Leibniz Institute of Plant Genetics and Crop Plant Research (IPK), Gatersleben, Seeland 06466, Germany.
German Centre for Integrative Biodiversity Research (iDiv), Halle-Jena-Leipzig, Leipzig 04103, Germany.
Plant Cell. 2021 Jul 19;33(6):1888-1906. doi: 10.1093/plcell/koab077.
Sequence assembly of large and repeat-rich plant genomes has been challenging, requiring substantial computational resources and often several complementary sequence assembly and genome mapping approaches. The recent development of fast and accurate long-read sequencing by circular consensus sequencing (CCS) on the PacBio platform may greatly increase the scope of plant pan-genome projects. Here, we compare current long-read sequencing platforms regarding their ability to rapidly generate contiguous sequence assemblies in pan-genome studies of barley (Hordeum vulgare). Most long-read assemblies are clearly superior to the current barley reference sequence based on short-reads. Assemblies derived from accurate long reads excel in most metrics, but the CCS approach was the most cost-effective strategy for assembling tens of barley genomes. A downsampling analysis indicated that 20-fold CCS coverage can yield very good sequence assemblies, while even five-fold CCS data may capture the complete sequence of most genes. We present an updated reference genome assembly for barley with near-complete representation of the repeat-rich intergenic space. Long-read assembly can underpin the construction of accurate and complete sequences of multiple genomes of a species to build pan-genome infrastructures in Triticeae crops and their wild relatives.

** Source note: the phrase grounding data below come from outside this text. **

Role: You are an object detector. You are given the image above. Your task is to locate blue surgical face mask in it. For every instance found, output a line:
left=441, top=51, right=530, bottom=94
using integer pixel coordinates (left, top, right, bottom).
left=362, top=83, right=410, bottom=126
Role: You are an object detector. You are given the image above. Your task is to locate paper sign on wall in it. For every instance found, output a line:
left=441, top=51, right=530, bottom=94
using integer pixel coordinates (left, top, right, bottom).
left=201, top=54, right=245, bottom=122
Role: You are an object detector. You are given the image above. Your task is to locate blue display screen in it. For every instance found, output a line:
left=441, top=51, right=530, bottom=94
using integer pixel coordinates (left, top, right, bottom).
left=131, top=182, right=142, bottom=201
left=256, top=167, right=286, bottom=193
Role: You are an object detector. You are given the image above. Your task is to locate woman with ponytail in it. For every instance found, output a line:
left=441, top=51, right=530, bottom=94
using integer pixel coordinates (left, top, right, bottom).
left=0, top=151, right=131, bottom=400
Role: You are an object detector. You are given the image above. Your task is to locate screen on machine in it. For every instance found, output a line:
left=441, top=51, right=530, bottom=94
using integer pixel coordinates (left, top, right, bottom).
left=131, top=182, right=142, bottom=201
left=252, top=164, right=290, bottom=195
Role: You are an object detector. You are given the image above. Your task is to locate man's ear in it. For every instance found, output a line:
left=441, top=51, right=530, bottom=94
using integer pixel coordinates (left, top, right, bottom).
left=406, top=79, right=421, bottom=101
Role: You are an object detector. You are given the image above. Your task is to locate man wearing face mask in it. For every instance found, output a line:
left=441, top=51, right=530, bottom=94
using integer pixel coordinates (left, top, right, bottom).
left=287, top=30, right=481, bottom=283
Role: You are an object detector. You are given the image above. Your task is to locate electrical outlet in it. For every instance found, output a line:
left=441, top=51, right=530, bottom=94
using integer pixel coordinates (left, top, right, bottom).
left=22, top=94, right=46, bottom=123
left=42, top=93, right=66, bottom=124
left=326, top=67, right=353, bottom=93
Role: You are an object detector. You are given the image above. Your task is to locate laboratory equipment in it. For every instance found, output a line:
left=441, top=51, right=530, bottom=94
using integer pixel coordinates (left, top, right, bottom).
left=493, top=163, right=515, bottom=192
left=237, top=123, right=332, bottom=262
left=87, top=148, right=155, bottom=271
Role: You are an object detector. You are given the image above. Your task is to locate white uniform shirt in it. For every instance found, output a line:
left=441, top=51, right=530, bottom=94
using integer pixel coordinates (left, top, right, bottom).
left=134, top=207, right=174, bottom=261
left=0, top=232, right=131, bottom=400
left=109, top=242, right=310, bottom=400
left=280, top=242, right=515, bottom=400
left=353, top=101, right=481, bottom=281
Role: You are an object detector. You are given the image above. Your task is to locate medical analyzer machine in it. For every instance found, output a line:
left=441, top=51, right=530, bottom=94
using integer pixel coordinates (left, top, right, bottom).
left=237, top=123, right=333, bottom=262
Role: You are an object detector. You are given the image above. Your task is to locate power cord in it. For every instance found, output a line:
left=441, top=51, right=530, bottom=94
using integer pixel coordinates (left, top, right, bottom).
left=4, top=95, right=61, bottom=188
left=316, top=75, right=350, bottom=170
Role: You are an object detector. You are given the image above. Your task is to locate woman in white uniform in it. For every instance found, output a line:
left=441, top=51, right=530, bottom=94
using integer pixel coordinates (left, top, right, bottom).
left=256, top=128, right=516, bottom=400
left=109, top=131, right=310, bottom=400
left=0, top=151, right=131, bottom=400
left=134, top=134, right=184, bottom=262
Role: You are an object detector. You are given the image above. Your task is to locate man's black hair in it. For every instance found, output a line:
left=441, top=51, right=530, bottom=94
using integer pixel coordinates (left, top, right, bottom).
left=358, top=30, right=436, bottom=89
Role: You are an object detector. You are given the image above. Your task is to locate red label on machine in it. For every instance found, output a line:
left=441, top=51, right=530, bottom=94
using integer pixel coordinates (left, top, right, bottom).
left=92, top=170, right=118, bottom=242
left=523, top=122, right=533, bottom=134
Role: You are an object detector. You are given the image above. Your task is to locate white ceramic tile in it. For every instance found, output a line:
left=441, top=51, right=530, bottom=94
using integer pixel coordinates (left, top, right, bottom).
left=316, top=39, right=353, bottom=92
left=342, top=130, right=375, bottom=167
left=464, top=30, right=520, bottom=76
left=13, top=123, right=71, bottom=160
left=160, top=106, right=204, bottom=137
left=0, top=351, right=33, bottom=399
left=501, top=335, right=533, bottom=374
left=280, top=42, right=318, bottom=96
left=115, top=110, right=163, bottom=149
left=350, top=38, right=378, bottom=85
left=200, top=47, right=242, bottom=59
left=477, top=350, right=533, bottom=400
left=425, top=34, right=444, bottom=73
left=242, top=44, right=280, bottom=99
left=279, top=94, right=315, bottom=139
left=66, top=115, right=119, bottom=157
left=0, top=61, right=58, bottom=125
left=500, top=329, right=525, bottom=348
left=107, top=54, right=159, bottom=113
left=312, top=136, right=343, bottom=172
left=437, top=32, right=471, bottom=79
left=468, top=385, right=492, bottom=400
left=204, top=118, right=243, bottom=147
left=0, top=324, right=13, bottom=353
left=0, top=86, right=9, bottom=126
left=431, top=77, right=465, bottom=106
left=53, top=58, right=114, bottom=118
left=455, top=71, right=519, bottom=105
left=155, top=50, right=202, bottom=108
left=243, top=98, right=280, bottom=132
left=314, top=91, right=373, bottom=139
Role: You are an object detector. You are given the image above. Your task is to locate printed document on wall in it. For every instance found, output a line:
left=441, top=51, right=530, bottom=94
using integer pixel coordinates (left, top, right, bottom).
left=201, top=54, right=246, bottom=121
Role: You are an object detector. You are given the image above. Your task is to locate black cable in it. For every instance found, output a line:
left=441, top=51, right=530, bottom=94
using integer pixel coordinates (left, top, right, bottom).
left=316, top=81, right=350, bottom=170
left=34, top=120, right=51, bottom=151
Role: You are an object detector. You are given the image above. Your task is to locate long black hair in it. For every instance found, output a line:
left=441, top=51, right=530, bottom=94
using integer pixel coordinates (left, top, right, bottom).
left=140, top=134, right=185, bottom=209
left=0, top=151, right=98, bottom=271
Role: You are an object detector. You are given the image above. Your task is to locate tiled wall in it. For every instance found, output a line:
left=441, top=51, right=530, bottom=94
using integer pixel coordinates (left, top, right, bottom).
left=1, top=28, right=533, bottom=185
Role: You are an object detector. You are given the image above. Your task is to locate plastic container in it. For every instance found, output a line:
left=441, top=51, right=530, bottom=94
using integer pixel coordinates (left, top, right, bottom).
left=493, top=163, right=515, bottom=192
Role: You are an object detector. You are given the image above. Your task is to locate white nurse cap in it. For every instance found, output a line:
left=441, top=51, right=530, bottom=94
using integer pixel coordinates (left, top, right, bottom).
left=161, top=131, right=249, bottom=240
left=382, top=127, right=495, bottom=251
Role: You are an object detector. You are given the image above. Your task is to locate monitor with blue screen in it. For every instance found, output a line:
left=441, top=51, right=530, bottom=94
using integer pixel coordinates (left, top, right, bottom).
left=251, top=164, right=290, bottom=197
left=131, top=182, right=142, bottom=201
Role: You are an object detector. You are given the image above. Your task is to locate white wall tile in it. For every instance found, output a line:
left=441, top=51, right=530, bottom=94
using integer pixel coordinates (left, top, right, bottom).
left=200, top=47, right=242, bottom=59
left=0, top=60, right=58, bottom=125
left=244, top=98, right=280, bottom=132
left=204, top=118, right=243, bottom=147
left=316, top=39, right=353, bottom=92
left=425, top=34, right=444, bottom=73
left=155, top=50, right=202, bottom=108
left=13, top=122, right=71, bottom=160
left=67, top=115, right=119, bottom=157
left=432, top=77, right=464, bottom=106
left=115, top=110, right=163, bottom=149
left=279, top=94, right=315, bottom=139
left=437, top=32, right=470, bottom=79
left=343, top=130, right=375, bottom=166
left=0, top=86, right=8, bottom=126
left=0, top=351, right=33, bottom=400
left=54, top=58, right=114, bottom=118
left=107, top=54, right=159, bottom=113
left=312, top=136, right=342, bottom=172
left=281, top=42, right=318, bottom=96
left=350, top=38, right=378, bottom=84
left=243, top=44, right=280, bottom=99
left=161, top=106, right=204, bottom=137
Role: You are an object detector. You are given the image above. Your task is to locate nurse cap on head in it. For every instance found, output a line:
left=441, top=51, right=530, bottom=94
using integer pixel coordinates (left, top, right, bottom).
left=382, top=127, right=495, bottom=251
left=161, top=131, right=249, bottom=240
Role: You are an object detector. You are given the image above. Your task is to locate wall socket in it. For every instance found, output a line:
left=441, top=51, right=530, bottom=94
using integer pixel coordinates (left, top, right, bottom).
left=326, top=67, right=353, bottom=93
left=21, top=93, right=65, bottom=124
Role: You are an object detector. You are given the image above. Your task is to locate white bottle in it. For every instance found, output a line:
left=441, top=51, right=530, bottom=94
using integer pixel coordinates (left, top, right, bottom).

对大型和重复丰富的植物基因组进行序列组装一直具有挑战性,需要大量的计算资源,并且通常需要几种互补的序列组装和基因组映射方法。最近,在 PacBio 平台上通过环形一致测序(CCS)进行快速、准确的长读测序的发展可能会极大地增加植物泛基因组项目的范围。在这里,我们比较了当前的长读测序平台,以评估它们在大麦(Hordeum vulgare)泛基因组研究中快速生成连续序列组装的能力。大多数长读组装明显优于基于短读的当前大麦参考序列。基于准确长读的组装在大多数指标上都表现出色,但 CCS 方法是组装数十个大麦基因组的最具成本效益的策略。抽样分析表明,20 倍 CCS 覆盖度可产生非常好的序列组装,而即使是 5 倍 CCS 数据也可能捕获大多数基因的完整序列。我们为大麦提供了一个更新的参考基因组组装,几乎完整地表示了富含重复序列的基因间空间。长读组装可以为构建三叶草作物及其野生近缘种的准确和完整的多个基因组序列奠定基础,从而构建泛基因组基础设施。